Each side's opening statement implied that the ISI both sanctioned and provided intimate support to Lashkar-e-Taiba for the Mumbai attacks.

Aside from Headley's testimony, the prosecution promised to offer documentary evidence and other witnesses to prove Rana's guilt. Rana and Headley communicated in code, with the only example provided thus far being an email in which Rana mentions several of his "brothers," allegedly signaling to Headley that he would be creating some new covert email accounts.

When Rana learned about the Mumbai attacks, prosecutors say he laughed and said "the Indians deserved it" and that a Denmark attack was "long overdue."

"In a complicated and sophisticated plot, not everyone carries a weapon," Assistant U.S. Attorney Sarah Streicker said.

Defense attorney Charles Swift summed up the case in his opening line, calling Headley a "master manipulator who, through half truths, outright lies and charm, made a fool of Rana."

Headley's past as a globetrotting drug smuggler and DEA informant, barely mentioned by the prosecution, took up several minutes of Swift's opening statement. Swift also delved into Headley's personal life, mentioning that the man had three wives who were each unknown to the other. "Headley was living multiple lives with multiple people, and he was very, very good at it," Swift said.

In contrast, Rana, a military doctor and businessman, moved to Canada from Pakistan because "he loved the West," his attorney said.

As a formerly AWOL soldier, Rana could not do business in his homeland, so he opened an immigration firm in India, Swift explained.

Neither narrative yet explains how the two men came into contact as adults, but Rana eventually hired Headley to run his Mumbai immigration office. As Rana sank into debt, he turned to Headley for financial support, delegated more control of the business to him and ultimately owed Headley thousands of dollars.

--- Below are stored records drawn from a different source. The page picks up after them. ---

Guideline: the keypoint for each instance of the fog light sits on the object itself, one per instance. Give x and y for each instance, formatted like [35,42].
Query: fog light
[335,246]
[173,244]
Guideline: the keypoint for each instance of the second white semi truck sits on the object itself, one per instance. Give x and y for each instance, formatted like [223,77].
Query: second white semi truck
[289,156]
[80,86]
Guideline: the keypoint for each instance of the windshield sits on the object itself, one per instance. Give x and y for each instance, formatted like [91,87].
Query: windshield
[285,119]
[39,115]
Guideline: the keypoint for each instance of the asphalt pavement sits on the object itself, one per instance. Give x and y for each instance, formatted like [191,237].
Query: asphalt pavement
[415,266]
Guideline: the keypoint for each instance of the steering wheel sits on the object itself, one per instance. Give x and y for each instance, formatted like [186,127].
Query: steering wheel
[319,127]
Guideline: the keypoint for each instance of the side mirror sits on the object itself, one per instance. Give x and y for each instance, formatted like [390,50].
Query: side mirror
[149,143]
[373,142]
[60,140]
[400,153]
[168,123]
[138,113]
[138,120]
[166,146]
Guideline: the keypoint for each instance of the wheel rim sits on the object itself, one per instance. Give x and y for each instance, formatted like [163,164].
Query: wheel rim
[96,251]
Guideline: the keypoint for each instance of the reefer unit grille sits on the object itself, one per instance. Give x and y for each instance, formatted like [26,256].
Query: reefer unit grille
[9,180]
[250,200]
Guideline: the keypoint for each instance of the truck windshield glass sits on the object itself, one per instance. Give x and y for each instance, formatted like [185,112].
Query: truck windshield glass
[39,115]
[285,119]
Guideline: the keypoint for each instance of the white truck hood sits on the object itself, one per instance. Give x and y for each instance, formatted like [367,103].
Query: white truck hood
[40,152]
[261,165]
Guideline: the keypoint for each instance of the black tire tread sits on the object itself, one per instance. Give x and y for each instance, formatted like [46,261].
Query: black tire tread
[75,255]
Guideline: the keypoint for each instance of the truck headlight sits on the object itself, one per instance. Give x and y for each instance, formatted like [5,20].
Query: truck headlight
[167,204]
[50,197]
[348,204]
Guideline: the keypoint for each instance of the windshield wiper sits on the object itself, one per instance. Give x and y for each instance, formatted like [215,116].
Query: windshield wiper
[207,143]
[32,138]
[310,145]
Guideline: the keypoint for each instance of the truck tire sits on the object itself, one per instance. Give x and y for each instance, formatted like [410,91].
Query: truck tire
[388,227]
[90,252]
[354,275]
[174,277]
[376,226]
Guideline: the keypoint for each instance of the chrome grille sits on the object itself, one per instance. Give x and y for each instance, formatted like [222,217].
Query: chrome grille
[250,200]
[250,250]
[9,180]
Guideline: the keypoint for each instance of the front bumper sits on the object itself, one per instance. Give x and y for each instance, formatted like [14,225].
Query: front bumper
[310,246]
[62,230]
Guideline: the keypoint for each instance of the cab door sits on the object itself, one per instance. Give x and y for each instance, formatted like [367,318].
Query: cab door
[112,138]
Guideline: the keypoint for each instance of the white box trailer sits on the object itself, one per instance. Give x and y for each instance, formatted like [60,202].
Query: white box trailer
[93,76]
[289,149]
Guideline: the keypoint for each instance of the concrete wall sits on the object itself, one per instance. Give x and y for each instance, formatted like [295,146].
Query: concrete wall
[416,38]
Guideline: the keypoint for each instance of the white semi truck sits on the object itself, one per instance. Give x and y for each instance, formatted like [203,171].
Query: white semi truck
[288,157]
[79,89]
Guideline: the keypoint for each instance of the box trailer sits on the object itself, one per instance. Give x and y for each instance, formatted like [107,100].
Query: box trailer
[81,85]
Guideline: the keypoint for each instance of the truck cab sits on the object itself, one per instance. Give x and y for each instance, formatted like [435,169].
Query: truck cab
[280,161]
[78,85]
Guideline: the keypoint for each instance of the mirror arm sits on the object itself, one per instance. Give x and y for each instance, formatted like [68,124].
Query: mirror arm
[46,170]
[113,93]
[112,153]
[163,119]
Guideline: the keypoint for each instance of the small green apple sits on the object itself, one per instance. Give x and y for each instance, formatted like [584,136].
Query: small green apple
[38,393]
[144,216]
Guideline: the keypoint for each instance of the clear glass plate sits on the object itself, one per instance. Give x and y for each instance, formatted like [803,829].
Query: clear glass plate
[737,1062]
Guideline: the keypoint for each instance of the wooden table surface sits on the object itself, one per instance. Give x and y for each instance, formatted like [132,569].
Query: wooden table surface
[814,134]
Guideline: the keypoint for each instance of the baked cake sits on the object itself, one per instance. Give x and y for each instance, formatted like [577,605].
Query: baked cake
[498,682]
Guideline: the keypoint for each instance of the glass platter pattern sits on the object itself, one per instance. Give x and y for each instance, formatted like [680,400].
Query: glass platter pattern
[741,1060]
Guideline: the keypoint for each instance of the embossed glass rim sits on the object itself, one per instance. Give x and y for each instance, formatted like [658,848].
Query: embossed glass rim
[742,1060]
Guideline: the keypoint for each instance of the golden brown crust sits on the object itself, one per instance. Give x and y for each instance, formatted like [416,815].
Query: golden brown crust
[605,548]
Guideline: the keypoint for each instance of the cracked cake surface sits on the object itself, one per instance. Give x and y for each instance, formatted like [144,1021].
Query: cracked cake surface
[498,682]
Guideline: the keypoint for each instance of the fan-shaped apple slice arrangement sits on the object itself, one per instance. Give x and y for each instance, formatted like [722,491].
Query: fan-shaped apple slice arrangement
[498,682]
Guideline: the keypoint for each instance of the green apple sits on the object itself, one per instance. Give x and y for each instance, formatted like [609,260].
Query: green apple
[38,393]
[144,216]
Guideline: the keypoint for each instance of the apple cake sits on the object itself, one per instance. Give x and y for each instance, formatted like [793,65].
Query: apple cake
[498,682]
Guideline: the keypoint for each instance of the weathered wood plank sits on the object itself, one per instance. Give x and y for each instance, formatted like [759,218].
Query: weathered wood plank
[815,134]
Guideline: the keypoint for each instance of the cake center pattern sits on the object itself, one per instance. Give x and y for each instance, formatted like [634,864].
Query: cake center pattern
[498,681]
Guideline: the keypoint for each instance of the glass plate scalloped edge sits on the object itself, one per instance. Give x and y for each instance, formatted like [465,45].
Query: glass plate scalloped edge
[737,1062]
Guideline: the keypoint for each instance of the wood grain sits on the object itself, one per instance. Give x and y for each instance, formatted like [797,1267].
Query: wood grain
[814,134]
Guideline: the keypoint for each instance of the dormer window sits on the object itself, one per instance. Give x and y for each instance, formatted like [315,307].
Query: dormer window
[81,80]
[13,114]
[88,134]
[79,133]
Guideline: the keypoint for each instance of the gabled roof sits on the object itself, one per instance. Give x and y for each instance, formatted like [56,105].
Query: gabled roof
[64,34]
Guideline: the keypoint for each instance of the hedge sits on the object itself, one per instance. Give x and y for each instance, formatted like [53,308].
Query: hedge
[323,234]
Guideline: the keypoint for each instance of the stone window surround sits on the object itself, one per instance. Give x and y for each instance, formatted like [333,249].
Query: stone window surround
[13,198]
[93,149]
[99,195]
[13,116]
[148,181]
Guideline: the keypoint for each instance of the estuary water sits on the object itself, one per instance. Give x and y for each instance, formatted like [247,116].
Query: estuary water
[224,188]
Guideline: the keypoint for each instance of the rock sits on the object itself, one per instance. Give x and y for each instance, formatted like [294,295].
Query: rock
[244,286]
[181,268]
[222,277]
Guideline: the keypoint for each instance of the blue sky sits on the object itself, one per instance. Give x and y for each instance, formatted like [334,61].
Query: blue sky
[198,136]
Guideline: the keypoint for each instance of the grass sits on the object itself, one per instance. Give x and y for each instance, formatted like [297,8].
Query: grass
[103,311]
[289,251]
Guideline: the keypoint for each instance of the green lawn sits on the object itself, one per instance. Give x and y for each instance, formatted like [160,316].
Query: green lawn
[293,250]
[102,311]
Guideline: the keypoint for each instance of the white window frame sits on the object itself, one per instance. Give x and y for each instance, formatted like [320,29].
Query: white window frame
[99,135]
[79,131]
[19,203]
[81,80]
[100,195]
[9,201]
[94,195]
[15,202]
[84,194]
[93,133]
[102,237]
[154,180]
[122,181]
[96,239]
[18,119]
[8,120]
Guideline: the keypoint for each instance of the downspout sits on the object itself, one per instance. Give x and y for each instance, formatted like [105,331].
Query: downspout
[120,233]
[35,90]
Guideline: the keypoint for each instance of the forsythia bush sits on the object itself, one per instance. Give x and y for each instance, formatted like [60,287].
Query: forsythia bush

Swift acknowledged that Rana did go to Mumbai shortly before the attacks, a fact prosecutors had emphasized, but he said the trip simply marked "a desperate attempt to save the business."

Headley warned Rana to stay out of Mumbai, but told other friends to keep away as well, the defense attorney claimed. "I acknowledge that I made a fool out of him," Headley allegedly told his wife as the plot concluded.

Crucially, the defense argues that Headley's story changed significantly after he was first apprehended. When attempts to give up his wife and others failed, Headley "knew he ha[d] to give them someone, or he would get the death penalty."

"He needed a home run, a touchdown," Swift said. The innocent, credulous Rana fit the bill.

Both sides' statements touched upon questions of nationality and identity, common themes since the Sept. 11 terrorist attacks on the World Trade Center. The prosecution repeatedly emphasized that Headley's work was only possible because he was a "clean-cut man with an English-sounding name."

Though Headley was born in the United States with the name Daood Gilani, he "disguised his Pakistani heritage and Muslim faith" to "act like an American."

Swift also noted that Rana's business partner, Ray Sanders, was "a former army officer, a Christian ... hardly a jihad type" - a statement that implies the trial will also tackle the question of immigrants-made-good versus immigrants-gone-bad.

Although the prosecution emphasized repeatedly that "this case is not all about Headley's testimony," all eyes will remain on him as testimony continues Tuesday.

The enigmatic Headley has long been characterized as willing to sell out childhood friends, sworn compatriots, American agents and everyone in between to save his own skin, and jurors will have to determine whether he can be trusted this time around.